Newsletter Special Grosz
Happy Birthday, George Grosz – 133 Jahre voller scharfer Satire und lebendiger Kunst!
Feierstimmung, ein Glas Wein und ein Tänzchen anlässlich des Ehrentages eines der schillerndsten Köpfe der deutschen Kunst- und Satire-Szene des 20. Jahrhunderts: geboren am 26. Juli 1893 in Berlin, hat Grosz mit seinem unerschütterlichen Blick auf Gesellschaft, Politik und Alltagsabsurditäten Warnsignale gesetzt, die bis heute wirken.
George Grosz
TANZENDE
Rohrfeder und Feder. 1926.
Tanz auf dem Vulkan
Das Thema TANZ im Werk von George Grosz ist eng mit dem Lebensgefühl der Weimarer Republik, dem verbunden.

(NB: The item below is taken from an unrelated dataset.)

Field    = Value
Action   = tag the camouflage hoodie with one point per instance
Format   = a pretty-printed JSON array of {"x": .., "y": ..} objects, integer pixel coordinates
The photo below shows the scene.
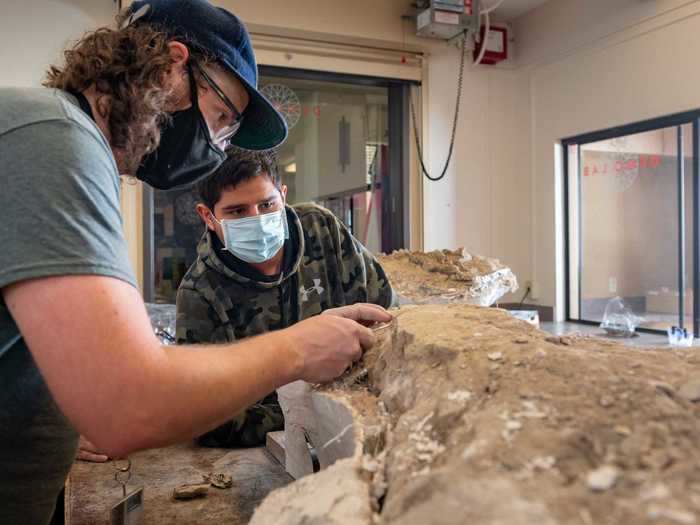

Auch liebte Grosz als "Dandy" Modetänze wie den Shimmy. In seiner Kunst jedoch diente der Tanz selten der reinen Ästhetik: Er nutzte ihn als politisch-satirisches Motiv, um das entfremdete, mechanisierte und exzessive Leben der Großstadt zu kritisieren.
GROTESKER TANZ
Photolithographie. 1915.
GROTESKER TANZ
Sepia und Feder. 1913.
LADY HAMILTON
Tuschpinsel, Rohrfeder und Feder. 1922.
Tanz als Metapher für das Exzessive: In Werken der 1920er Jahre zeigt Grosz den Tanz oft als fieberhaften Rausch. Die Szenerien in Bars und Varietés spiegeln eine dekadente Gesellschaft wider, die die Schrecken des Ersten Weltkriegs und politische Krisen durch oberflächliche Vergnügungen zu betäuben versuchte. Ebenso sind Caféhäuser und Alkoholkonsum zentrale Motive des großstädtischen Lebens. Sie dienen in Grosz' Werken nicht der Romantik, sondern als sozialkritische Spiegel der Weimarer Republik, in der die Vergnügungsstätten für die Menschen oft Orte der Flucht, der Isolation und des exzessiven Rausches waren.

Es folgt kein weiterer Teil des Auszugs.